SDOT released a study on the before and after of the Stone Way road diet. As we reported earlier, motorist vs. pedestrian crashes went down 80% and speeding to the excess of 10+ mph over the limit dropped 75%. Road diets make safer roads.
So why now and why Nickerson?
Nickerson Street, like Stone Way was and like 24th Ave NW was, is a 4-lane street that used to have marked crosswalks at intersections without stoplights. A few years ago a study came out that said that those crosswalks were risky, so SDOT removed them. For SDOT to have a crosswalk on a 4-lane street, they want to have a stoplight there. Stoplights cost around $100,000 to $200,000 to install at an intersection on average. Paint for the entire Nickerson road diet will be almost less than the cost of putting in a single crosswalk.
There are arguments from the other side of course.

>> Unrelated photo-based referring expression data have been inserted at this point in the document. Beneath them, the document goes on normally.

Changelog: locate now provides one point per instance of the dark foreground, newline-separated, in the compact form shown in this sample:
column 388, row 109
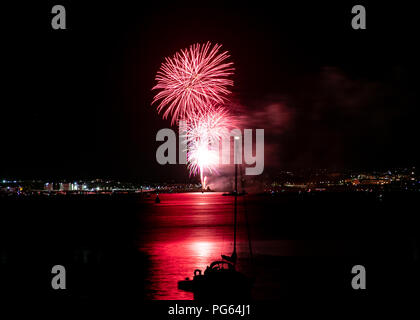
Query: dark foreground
column 126, row 250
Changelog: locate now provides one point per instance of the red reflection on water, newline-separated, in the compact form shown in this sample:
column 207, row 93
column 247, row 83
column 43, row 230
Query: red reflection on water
column 185, row 232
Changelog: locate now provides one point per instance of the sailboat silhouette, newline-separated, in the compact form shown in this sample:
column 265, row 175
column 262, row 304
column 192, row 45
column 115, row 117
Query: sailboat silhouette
column 221, row 280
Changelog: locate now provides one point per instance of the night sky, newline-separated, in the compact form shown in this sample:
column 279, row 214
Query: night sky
column 76, row 102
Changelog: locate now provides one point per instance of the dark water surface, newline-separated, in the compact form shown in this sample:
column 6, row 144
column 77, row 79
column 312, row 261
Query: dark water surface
column 129, row 247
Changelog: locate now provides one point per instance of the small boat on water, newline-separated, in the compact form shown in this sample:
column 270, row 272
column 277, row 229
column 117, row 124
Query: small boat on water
column 157, row 200
column 221, row 280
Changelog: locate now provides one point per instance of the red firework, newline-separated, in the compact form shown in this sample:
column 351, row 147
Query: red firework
column 204, row 134
column 192, row 80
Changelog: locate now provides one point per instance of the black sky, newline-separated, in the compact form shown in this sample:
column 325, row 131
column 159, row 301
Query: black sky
column 76, row 103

They say that it will create a traffic jam around the Fremont Bridge, but they aren’t paying attention and aren’t seeing that the road diet stops long before that point. They also aren’t seeing that less speeding earlier means less traffic backup later.
They say that cyclists should just use the Ship Canal Trail, but they don’t see that the Ship Canal Trail doesn’t connect anywhere and that it is nearly impossible to cross the 4 lanes of 45 mph traffic coming from two directions around a low-visibility curve to cross from the north side of Nickerson to get to the trail.
They say that this is the cycling lobby pushing their agenda, but they don’t see that Nickerson bisects the Seattle Pacific University campus and that the traffic creates more than a half-mile wall for pedestrians.
The Nickerson Street road diet is a safety issue. We need to move forward with it today!